Слегка вздрогнув от неожиданности, Лаптев обернулся и, увидев перед собой главного металлурга, вытянулся перед ним, как вытягивался когда-то перед старшим командиром.
— Вы ночь где провели?
— Здесь, в цехе.
— Отправляйтесь, сейчас же спать, а завтра утром зайдете ко мне дать отчет о ваших самовольных поступках.
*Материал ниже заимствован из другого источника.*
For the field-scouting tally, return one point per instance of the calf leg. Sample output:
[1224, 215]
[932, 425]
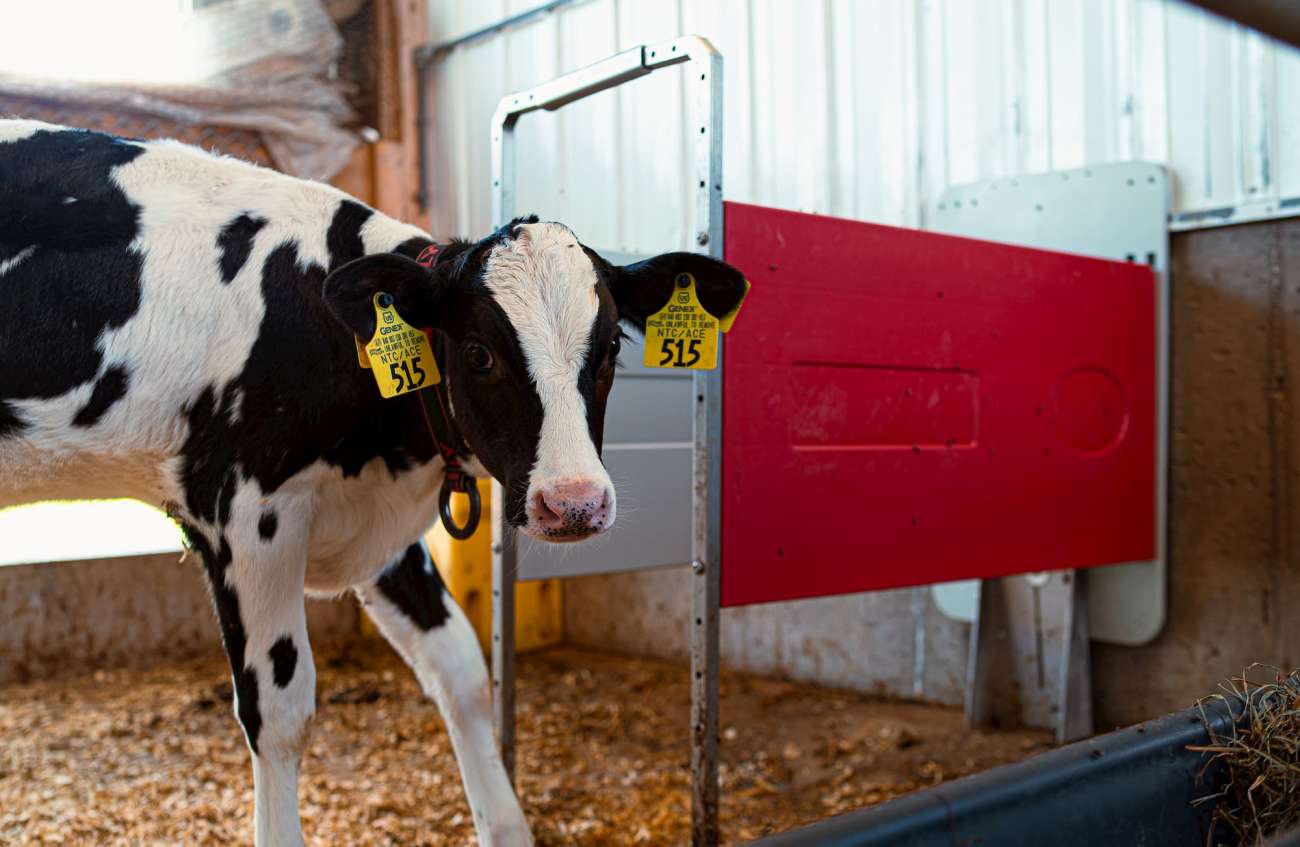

— Хорошо, — помрачнев, сказал Лаптев и, круто повернувшись, нетвердо ступая, направился из цеха.
Идя к себе в бюро, Волоокова сердито хмурилась: все-таки этот упорный человек добился своего!
Придя в бюро, она села за свой стол и от этого привычного положения немного успокоилась. Зазвонил телефон, и кто-то робко попросил позвать к телефону Лаптева. Волоокова со вновь вспыхнувшим раздражением прокричала:
— Болен он, Лаптев! Нету его на работе, он болен! — и влепила трубку на место.
…После того памятного вечера, когда Надя, рассердившись на Лаптева, отказала ему, сильно и больно его при этом обидев, она никак не могла успокоиться и обрести прежнее душевное равновесие.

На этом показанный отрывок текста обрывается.